The Mind's Transformer: Computational Neuroanatomy of LLM-Brain Alignment

The alignment of Large Language Models (LLMs) and brain activity provides a powerful framework to advance our understanding of cognitive neuroscience and artificial intelligence. In this work, we zoom into one of the fundamental units of LLMs—the transformer block—to provide the first systematic computational neuroanatomy of its internal operations and human brain acitivity during language processing. Analyzing 21 state-of-the-art LLMs across five model families, we extract and evaluate 13 distinct intermediate states per transformer block—from initial layer normalization through attention mechanisms to feed-forward networks (FFNs). Our analysis reveals three key findings: (1) The commonly used hidden states in LLMs are surprisingly suboptimal, with over 90\% of brain voxels in sensory and language regions better explained by previously unexplored intermediate computations; (2) Different computational stages within a single transformer block map to anatomically distinct brain systems, revealing an intra-block hierarchy where early attention states align with sensory cortices while later FFN states correspond to association areas—mirroring the cortical processing hierarchy; (3) Rotary Positional Embeddings (RoPE) specifically enhance alignment along the brain's auditory processing streams.
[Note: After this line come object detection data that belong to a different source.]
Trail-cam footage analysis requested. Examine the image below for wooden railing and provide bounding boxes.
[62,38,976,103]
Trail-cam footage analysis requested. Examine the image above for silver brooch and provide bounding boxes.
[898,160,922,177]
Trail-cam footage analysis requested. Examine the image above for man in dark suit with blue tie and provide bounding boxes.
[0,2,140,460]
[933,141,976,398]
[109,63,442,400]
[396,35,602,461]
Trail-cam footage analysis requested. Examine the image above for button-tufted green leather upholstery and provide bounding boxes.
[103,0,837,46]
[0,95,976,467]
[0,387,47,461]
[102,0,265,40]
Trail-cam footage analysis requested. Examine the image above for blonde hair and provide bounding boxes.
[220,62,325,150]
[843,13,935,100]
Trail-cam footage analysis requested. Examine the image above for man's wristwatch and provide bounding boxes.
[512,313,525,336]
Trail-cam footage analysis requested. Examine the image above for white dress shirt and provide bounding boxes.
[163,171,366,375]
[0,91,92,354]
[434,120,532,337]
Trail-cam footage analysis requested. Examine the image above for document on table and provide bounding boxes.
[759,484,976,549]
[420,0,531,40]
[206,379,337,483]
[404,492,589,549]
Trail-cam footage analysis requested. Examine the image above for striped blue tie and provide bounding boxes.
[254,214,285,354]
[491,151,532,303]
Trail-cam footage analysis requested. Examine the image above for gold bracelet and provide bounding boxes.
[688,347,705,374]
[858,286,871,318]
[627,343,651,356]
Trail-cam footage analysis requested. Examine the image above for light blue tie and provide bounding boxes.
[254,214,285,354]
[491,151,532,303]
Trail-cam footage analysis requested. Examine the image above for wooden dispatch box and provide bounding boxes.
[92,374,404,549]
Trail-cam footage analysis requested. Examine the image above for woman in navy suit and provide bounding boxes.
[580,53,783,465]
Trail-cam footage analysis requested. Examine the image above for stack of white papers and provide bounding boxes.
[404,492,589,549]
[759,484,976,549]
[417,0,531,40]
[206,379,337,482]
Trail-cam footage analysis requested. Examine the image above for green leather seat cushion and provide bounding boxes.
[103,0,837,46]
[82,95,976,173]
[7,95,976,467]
Per-head queries with RoPE best explain 74\% of auditory cortex activity compared to 8\% without RoPE, providing the first neurobiological validation of this architectural component in LLMs. Building on these insights, we propose MindTransformer, a feature selection framework that learns brain-aligned representations from all intermediate states. MindTransformer achieves significant brain alignment performance, with correlation improvements in primary auditory cortex exceeding gains from 456× model scaling. Our computational neuroanatomy approach opens new directions for understanding both biological intelligence through the lens of transformer computations and artificial intelligence through principles of brain organization.